L’Ituri, épicentre d’une épidémie qui résiste

La province de l’Ituri, située dans l’est de la RDC, est particulièrement touchée par cette flambée. Les autorités sanitaires y ont recensé plusieurs cas confirmés depuis le début de l’épidémie, avec une transmission qui s’étend parfois au-delà des frontières locales. « La mobilité des populations et les mouvements de réfugiés internes aggravent la situation », a expliqué un expert en santé publique, contacté par RFI. Les zones rurales, difficiles d’accès, compliquent le traçage des contacts et la mise en place de mesures de prévention.

Les organisations internationales, comme l’Organisation mondiale de la Santé (OMS) ou Médecins Sans Frontières (MSF), interviennent en soutien aux autorités congolaises. Leurs équipes rappellent que la lutte contre Ebola passe par une combinaison de soins médicaux, de sensibilisation et de mesures sanitaires strictes. « Chaque cas confirmé doit être isolé rapidement, et les contacts doivent être suivis pendant 21 jours », a rappelé un porte-parole de MSF.

Et maintenant ?

Les prochaines semaines seront déterminantes pour évaluer l’impact de cette guérison sur la dynamique de l’épidémie. Les autorités sanitaires prévoient de renforcer les campagnes de vaccination dans les zones à risque, tandis que les équipes sur le terrain continuent de surveiller les nouveaux cas. « Nous espérons que cette guérison encouragera d’autres patients à se rendre dans les centres de traitement », a souligné le responsable médical du centre de Rwampara.

Un contexte épidémiologique toujours tendu

Cette épidémie s’inscrit dans une série de flambées d’Ebola en RDC, pays régulièrement affecté par le virus depuis 2018. La souche Bundibugyo, identifiée pour la première fois en Ouganda en 2007, avait déjà été signalée en RDC en 2012 et 2014. Son taux de létalité, estimé entre 40 % et 70 % selon les épidémies, en fait l’un des variants les plus dangereux. « La vigilance reste de mise, car chaque nouveau cas peut relancer la transmission », a rappelé un épidémiologiste du ministère de la Santé congolais.

Malgré les progrès réalisés, les défis logistiques et sociaux persistent.
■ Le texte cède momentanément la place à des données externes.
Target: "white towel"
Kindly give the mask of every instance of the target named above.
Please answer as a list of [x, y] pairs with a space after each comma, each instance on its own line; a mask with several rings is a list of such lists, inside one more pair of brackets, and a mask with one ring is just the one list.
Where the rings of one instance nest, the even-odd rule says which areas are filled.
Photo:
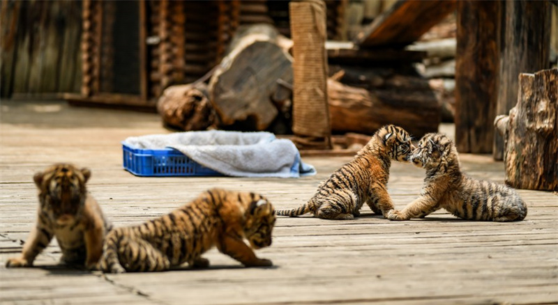
[[270, 132], [223, 130], [130, 136], [124, 142], [141, 149], [174, 148], [204, 166], [233, 177], [299, 178], [316, 174], [301, 159], [290, 140]]

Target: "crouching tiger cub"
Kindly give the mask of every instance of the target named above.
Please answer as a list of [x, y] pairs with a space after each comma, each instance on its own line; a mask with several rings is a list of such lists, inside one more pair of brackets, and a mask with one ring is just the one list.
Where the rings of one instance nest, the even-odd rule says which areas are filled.
[[462, 173], [455, 146], [443, 134], [425, 135], [411, 161], [426, 169], [421, 196], [400, 211], [391, 211], [389, 219], [423, 217], [439, 208], [469, 220], [511, 221], [527, 214], [525, 203], [513, 189]]
[[360, 214], [365, 202], [375, 213], [385, 217], [393, 209], [386, 189], [391, 159], [408, 162], [413, 149], [411, 136], [405, 130], [393, 125], [384, 126], [352, 161], [318, 187], [308, 203], [276, 213], [294, 217], [310, 212], [326, 219], [352, 219]]
[[252, 248], [271, 244], [273, 208], [264, 197], [213, 189], [167, 215], [108, 234], [99, 268], [105, 272], [163, 271], [188, 263], [206, 267], [200, 256], [213, 246], [245, 266], [271, 266]]
[[33, 265], [37, 255], [53, 237], [62, 250], [61, 262], [93, 268], [103, 254], [103, 240], [110, 230], [100, 207], [87, 194], [87, 169], [59, 164], [33, 176], [38, 187], [38, 217], [23, 246], [20, 258], [10, 258], [6, 267]]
Les équipes sur place doivent composer avec des infrastructures limitées, des routes en mauvais état et une méfiance persistante de certaines communautés envers les autorités sanitaires. « La sensibilisation est un travail de longue haleine, mais indispensable pour briser les chaînes de transmission », a expliqué un travailleur humanitaire basé à Bunia, la capitale de l’Ituri.

La réponse internationale, un soutien indispensable

La communauté internationale maintient son appui à la RDC pour endiguer cette épidémie. L’OMS a déployé des experts pour renforcer la surveillance et la réponse rapide, tandis que des ONG comme MSF ou la Croix-Rouge congolaises assurent des soins et une logistique adaptée. « Sans ce soutien, la situation serait bien plus critique », a reconnu un responsable provincial. Les financements, souvent insuffisants, restent un enjeu majeur pour les acteurs de terrain.
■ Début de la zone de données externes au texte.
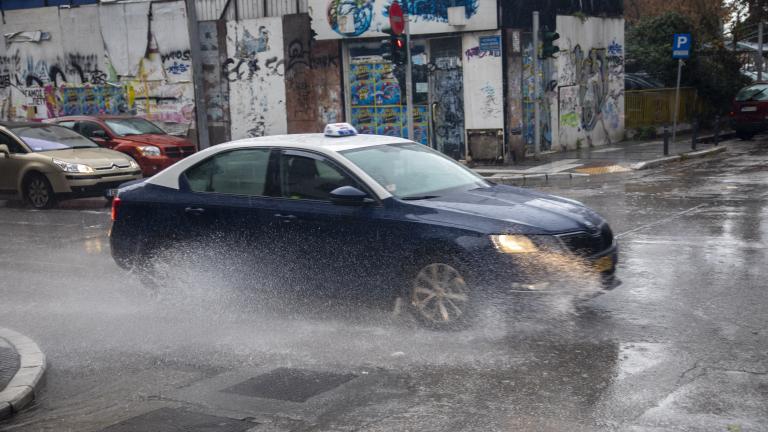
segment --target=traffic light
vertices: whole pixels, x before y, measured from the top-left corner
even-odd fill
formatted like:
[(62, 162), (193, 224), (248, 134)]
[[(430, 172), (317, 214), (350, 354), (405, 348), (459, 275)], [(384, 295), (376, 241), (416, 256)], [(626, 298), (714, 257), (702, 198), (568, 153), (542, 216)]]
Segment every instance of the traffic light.
[(541, 58), (554, 58), (555, 54), (560, 52), (560, 47), (554, 44), (558, 39), (560, 33), (551, 32), (546, 27), (541, 30)]
[(408, 51), (405, 46), (404, 35), (392, 35), (389, 37), (392, 41), (392, 63), (396, 66), (402, 66), (408, 62)]

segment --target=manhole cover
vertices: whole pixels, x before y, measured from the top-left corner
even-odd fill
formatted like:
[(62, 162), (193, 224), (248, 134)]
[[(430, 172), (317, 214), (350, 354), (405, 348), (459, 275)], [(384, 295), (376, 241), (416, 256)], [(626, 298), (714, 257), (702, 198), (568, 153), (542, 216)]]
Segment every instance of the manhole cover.
[(224, 391), (243, 396), (305, 402), (353, 378), (356, 378), (356, 375), (278, 368), (235, 384)]
[(114, 424), (102, 432), (244, 432), (254, 423), (226, 417), (160, 408)]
Pour l’heure, les autorités sanitaires appellent à la prudence et à la mobilisation de tous. « Chaque effort compte, que ce soit pour isoler les cas, vacciner les populations à risque ou sensibiliser les communautés », a conclu le responsable médical du centre de Rwampara. Une chose est sûre : la bataille contre Ebola à souche Bundibugyo est loin d’être gagnée.
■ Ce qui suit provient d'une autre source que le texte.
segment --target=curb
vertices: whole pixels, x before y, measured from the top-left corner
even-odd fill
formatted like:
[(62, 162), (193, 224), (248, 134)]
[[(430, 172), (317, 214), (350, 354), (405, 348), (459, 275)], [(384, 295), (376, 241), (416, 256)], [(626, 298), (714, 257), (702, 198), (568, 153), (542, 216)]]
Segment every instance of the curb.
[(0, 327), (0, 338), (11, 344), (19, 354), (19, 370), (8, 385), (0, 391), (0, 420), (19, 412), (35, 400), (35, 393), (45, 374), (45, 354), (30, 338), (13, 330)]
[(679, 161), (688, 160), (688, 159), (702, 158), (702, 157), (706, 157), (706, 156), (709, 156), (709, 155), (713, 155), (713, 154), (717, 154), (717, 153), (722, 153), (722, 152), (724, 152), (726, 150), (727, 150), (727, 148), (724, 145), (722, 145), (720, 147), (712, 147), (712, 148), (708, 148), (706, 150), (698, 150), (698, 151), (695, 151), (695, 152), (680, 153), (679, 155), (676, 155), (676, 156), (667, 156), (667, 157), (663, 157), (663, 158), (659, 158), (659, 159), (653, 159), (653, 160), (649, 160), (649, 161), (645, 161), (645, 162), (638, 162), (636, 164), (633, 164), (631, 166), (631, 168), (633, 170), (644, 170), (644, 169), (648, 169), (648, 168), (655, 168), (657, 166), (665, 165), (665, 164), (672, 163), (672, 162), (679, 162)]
La souche Bundibugyo, identifiée pour la première fois en Ouganda en 2007, présente un taux de létalité estimé entre 40 % et 70 %, selon les épidémies. Elle est moins médiatisée que la souche Zaïre, mais tout aussi dangereuse. Son mode de transmission et sa résistance aux traitements classiques en font un défi supplémentaire pour les équipes médicales.